Experimental study of the boron and air effects on iodine transport in the primary circuit during a severe nuclear accident

In case of a severe accident in a nuclear reactor, radioactive iodine may be released into the environment, impacting significantly on the source term. Determination of the amount released, and of the physical state of iodine (gaseous or solid aerosol form), is thus a major issue, regarding the improvement of the accident management and mitigation measures An experimental study has been launched at VTT to investigate the behaviour of iodine containing deposits on primary circuit surfaces during a severe nuclear accident.
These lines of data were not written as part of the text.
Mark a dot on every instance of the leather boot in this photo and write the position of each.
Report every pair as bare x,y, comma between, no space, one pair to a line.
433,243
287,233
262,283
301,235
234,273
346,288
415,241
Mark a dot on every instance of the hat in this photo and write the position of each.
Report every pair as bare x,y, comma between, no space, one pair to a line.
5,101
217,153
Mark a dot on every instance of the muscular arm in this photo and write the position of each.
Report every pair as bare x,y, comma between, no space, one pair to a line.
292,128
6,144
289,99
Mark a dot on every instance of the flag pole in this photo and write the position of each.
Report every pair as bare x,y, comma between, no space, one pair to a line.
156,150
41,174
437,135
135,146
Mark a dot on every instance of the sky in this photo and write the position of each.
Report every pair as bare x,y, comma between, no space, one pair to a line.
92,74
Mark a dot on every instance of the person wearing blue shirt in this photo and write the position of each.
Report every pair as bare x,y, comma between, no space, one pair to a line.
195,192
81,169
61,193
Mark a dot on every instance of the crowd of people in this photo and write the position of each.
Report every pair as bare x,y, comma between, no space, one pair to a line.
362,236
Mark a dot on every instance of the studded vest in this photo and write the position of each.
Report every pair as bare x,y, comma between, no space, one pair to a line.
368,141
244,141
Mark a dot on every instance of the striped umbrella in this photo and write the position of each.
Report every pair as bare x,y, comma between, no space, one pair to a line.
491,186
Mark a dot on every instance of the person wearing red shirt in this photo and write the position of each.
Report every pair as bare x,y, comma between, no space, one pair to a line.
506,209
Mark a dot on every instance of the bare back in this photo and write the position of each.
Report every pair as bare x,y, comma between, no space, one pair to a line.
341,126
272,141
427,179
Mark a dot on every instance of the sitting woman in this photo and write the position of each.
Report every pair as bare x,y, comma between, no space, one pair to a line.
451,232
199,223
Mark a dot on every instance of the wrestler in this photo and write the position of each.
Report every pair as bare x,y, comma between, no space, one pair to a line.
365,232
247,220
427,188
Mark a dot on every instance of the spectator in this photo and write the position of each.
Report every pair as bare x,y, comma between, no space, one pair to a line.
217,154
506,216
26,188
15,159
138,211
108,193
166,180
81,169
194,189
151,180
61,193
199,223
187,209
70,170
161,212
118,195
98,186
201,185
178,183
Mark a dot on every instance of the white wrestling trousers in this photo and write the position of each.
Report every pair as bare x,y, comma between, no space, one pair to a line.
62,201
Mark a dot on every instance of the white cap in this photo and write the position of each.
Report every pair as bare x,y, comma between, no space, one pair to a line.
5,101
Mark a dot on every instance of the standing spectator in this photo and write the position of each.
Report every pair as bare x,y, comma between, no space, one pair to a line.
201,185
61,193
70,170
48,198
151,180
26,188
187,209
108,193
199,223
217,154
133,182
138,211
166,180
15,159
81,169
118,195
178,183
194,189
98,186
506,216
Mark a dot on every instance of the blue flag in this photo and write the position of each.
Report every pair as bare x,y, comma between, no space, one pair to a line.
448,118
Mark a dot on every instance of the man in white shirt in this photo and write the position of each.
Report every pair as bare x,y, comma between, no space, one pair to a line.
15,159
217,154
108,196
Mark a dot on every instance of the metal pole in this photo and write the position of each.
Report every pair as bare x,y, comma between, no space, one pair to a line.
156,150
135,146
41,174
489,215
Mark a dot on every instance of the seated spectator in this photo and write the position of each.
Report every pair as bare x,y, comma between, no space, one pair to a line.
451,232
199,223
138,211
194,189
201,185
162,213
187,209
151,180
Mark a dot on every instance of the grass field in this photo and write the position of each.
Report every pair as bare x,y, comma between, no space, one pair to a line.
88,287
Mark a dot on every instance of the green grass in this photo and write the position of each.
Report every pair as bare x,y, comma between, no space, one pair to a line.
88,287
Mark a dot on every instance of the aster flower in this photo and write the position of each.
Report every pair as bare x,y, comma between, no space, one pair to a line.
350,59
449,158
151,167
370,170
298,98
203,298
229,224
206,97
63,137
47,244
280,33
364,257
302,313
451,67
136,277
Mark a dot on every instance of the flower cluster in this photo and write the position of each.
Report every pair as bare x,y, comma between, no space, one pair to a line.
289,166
Caesium iodide was used as a precursor material in order to study the effects of carrier gas composition (varying H₂/H₂O molar ratio) on the release of gaseous iodine from the precursor. A special interest was on the behaviour under presence of air, and the effect of CsI mixed with boron and/or caesium hydroxide was also examined At first, the influence of boron on the caesium iodide behaviour at 650°C under three atmospheres: Ar/H₂O, Ar/H₂O/H₂ and Ar/Air was investigated. The experiments showed that the transport of gaseous iodine is enhanced by the presence of boron, because of the formation of a glassy caesium borate compound in the crucible, suggesting that a reaction between condensed caesium iodide and boron is possible on the surface of primary circuit in these conditions. The amount of steam present in the carrier gas, more than air, seems to have an influence on the caesium borate formation Secondly, experiments were performed with a precursor mixture of CsI, CsOH and B₂O₃. The aim was to have an initial Cs/I molar ratio higher than one, which is more representative to the conditions in case of the severe nuclear accident. Preliminary results have shown that the amount of gaseous iodine is higher than the iodine containing particles. Presence of boron still tends to favour the formation of gaseous iodine.